Born to Run by Christopher McDougall. This is the true story of a tribe of Central American Indians, and ultra-marathoners, and barefoot running, and the bio-mechanics of running, all wrapped in an interesting and engaging story. A friend loaned me the book unbidden and told me I had to give it back when I was done reading it. Of course I resist reading books that other people foist upon me that I haven't asked about. But I cracked it open anyway, and though it was a little hard to get into, after about 50 pages I was hooked. My big take-away from it was that running can be fun! We humans are designed to run. My dad, who was a runner in his later life, used to joke that you never see a runner with a smile on his or her face.

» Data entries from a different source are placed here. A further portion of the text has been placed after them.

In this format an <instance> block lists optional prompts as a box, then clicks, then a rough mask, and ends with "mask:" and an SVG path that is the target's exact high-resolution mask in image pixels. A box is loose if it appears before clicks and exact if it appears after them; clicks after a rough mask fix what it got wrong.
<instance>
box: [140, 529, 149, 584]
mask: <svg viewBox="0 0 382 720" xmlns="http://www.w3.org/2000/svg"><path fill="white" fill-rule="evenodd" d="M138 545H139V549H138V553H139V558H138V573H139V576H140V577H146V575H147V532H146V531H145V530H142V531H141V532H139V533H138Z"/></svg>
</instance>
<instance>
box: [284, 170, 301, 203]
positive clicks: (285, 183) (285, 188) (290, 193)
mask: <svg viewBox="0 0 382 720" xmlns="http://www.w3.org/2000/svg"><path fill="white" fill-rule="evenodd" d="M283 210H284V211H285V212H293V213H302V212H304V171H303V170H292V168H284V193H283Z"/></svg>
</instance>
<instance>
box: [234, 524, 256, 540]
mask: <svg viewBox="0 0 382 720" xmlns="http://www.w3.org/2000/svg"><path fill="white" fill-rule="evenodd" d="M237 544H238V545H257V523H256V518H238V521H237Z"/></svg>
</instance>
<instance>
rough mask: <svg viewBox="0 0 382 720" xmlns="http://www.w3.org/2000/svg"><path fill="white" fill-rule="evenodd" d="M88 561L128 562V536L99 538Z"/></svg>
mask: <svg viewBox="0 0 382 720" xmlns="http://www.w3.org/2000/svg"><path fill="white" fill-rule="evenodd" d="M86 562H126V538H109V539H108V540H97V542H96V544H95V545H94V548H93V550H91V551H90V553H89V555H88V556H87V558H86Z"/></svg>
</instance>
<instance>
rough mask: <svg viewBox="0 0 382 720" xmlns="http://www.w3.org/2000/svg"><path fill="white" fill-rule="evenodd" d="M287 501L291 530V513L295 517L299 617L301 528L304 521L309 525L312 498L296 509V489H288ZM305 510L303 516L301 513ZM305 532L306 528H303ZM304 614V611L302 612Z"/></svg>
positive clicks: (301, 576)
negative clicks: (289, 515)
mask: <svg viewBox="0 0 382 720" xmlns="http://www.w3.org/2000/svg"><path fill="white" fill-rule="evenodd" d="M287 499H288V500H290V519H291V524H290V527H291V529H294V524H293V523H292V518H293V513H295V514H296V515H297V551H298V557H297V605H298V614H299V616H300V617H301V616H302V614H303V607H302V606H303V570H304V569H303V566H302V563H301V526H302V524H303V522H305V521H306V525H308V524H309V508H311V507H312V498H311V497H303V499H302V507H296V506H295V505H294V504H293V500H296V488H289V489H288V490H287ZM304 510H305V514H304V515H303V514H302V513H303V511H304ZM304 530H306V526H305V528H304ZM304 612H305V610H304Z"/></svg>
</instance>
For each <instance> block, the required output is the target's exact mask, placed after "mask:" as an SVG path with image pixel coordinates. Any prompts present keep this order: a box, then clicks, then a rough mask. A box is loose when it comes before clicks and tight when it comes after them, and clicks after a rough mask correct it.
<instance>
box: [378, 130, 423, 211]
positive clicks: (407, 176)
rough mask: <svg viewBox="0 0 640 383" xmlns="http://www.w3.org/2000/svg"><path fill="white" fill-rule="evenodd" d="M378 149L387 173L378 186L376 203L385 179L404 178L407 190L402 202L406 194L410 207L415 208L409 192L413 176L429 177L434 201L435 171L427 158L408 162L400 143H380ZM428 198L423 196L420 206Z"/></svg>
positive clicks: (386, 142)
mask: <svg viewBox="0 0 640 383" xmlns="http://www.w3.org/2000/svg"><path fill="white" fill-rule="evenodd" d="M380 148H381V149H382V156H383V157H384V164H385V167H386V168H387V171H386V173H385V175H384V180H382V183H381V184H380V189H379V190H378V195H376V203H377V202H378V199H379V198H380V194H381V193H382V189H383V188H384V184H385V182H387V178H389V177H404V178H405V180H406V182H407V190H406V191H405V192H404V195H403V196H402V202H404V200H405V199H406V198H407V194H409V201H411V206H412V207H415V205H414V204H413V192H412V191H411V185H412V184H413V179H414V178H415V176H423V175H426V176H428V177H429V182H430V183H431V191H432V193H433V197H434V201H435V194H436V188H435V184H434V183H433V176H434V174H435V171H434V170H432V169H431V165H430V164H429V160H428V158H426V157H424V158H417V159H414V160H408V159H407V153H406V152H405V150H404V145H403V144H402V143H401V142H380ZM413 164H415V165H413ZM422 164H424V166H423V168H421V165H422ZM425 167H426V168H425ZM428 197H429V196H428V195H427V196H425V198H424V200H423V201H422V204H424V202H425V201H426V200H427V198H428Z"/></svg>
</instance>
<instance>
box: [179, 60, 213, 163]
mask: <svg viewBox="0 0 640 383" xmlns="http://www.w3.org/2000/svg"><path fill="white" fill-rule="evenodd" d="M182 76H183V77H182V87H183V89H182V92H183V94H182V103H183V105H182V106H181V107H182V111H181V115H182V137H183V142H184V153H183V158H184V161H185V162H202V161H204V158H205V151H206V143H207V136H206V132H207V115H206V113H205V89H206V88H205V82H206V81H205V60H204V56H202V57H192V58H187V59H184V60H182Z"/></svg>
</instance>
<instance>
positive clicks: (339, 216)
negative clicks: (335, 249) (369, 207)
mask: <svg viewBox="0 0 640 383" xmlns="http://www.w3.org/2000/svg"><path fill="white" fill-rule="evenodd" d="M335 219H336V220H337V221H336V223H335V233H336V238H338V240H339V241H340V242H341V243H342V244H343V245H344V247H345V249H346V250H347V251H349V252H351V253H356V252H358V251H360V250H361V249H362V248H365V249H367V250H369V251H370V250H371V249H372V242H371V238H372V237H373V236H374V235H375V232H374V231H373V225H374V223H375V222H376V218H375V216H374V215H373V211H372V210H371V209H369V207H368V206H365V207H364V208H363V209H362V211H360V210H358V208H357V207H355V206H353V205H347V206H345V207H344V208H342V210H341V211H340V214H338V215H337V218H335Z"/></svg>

When I started running in the 90's it was only for a year or so, and as part of my cross-training for my black belt in Tae Kwon Do. After I got the belt, I stopped running. Didn't like it so much. In 2009 when I decided to lose 30 pounds I thought walking would be my ticket to sustainable exercise, but I got frustrated that each morning walk took so long, so I studied up, found the From Couch to 5K info on-line and started running, but I wasn't liking it much. Then I read Born to Run and realized that it is only a drag if I come at it with that mindset. It changed my whole outlook. Now my morning runs are much funner. I also learned that I don't need to spend a lot of money on running shoes. Not that I plan to become a barefoot runner, but I do regularly invest in inexpensive running shoes without worry. Saves me piles of money without the worry that I'm inadvertently causing injury. This is another book that should be pretty easy to find in the library.
Happy reading! Any suggestions from your must-read list?